Parmi les autres aspects souvent perçus par certains pèlerins et intellectuels comme « impropres » à la culture religieuse, Reader cite le consumérisme et l’acquisition de biens matériels à travers l’exemple de la vente abondante d’objets religieux et des お土産 (omiyage cadeaux souvenirs) Mais l’on pourrait également parler du 朱印帳 (goshuincho carnet de pèlerinage) dans lequel sont apposés des sceaux lors de chaque visite dans temple ou sanctuaire.

Jean-Pierre Berthon, ethnologue et anciennement chargé de recherche au CNRS note qu’au moment d’un décès le carnet de pèlerinage de son propriétaire est placé dans le cerceuil du défunt comme signe du mérite qu'il a acquis en visitant les sanctuaires et temples durant son vivant et pour lui assurer un passage aisé vers la Terre pure d'Amida (浄土 joudo).

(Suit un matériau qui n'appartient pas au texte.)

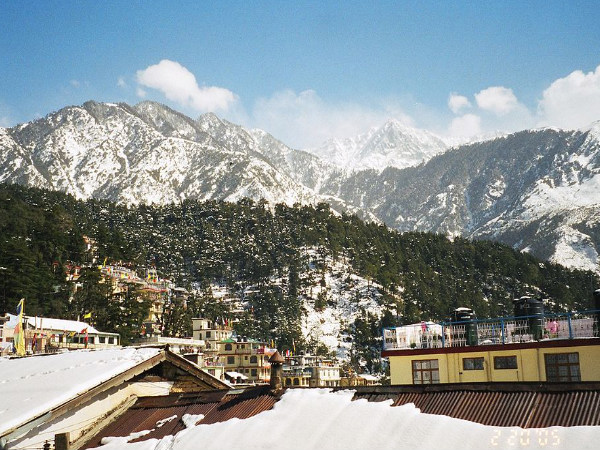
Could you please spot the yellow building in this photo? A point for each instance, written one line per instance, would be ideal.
(563, 348)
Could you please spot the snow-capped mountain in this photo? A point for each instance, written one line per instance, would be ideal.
(150, 153)
(537, 190)
(392, 144)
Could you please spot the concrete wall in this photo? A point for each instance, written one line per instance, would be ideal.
(531, 365)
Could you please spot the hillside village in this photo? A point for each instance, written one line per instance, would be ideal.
(214, 346)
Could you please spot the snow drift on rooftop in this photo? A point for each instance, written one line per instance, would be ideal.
(320, 419)
(31, 386)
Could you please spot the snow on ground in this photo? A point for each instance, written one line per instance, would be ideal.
(575, 249)
(32, 386)
(320, 419)
(346, 294)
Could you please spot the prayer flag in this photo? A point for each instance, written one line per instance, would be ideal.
(19, 333)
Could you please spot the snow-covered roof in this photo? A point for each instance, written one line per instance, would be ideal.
(320, 419)
(34, 385)
(51, 324)
(236, 375)
(366, 376)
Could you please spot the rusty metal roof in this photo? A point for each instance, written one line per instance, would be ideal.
(215, 406)
(527, 405)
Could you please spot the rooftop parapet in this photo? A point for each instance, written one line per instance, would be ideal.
(497, 331)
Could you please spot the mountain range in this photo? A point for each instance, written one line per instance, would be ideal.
(536, 190)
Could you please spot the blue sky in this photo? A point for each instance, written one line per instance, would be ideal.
(308, 71)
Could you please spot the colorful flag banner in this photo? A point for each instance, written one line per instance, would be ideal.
(19, 333)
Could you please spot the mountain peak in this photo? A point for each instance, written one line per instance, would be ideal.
(392, 144)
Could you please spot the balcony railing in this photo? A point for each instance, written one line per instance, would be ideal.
(497, 331)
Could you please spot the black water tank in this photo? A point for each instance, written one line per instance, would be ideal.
(534, 308)
(467, 316)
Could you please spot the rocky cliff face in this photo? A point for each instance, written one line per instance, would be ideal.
(538, 191)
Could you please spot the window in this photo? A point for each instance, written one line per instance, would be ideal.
(426, 371)
(472, 363)
(562, 367)
(505, 362)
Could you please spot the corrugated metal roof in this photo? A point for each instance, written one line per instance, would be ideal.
(215, 406)
(527, 405)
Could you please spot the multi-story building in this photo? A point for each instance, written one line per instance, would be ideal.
(310, 371)
(535, 346)
(44, 334)
(247, 357)
(210, 332)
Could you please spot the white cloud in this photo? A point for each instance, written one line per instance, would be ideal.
(458, 102)
(179, 85)
(465, 126)
(305, 120)
(497, 99)
(572, 101)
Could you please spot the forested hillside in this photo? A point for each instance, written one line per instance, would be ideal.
(419, 275)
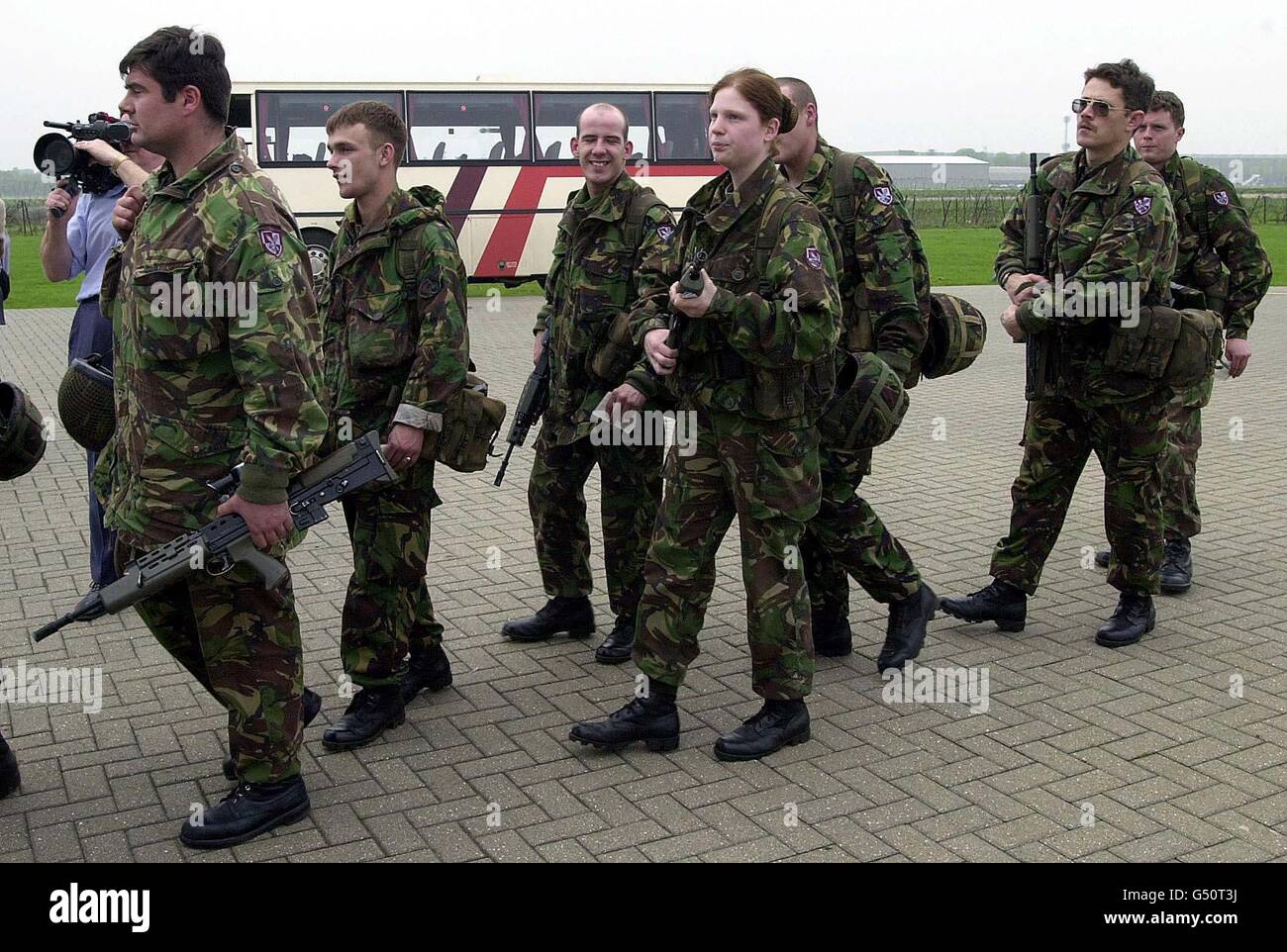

Nelson H. Graburn, anthropologue américain, définit le 記念 (kinen souvenir) comme la «preuve d'avoir été à un certain endroit». Une fois collectés et détournés du circuit économique, ces objets sont dépourvus de toute valeur d’usage mais restent néanmoins porteurs de signification. 

Pour Krzysztof Pomian, historien, philosophe et essayiste, ces objets collectés qu’il nomme des « sémiophores » sont conservés pour leur signification et sont des représentants de l’invisible : d’un pays exotique, d’une société différente, ect. De la même manière, les objets tels que le お守り (omamori amulette) ou les sceaux dans un carnet de pèlerin servent à commémorer le voyage, agissent également comme des traces du temps et enfin, démontrent à quel point le sacré et le religieux sont profondément ancrés dans « notre monde».

Avec divers changements socio-économiques, politiques et technologiques, le tourisme moderne a considérablement modifié la façon de réaliser un pèlerinage, facilitant ainsi sa transition d'une pratique ascétique obscure à une activité touristique très populaire.

Cette activité perdure car les individus auront toujours envie de voyager pour découvrir d’autres cultures et se découvrir soi-même. Mais si elle persiste au Japon, c’est aussi en raison du nombre important de japonais qui effectuent certains rites religieux plus souvent par superstition que par une véritable croyance. On peut néanmoins se demander quelle place occupera dans le futur la technologie et les traces immatérielles dans les moyens de conservation de souvenirs et si ceux-ci seront également vus par certains comme des éléments pouvant diminuer le caractère religieux ou spirituel du junrei.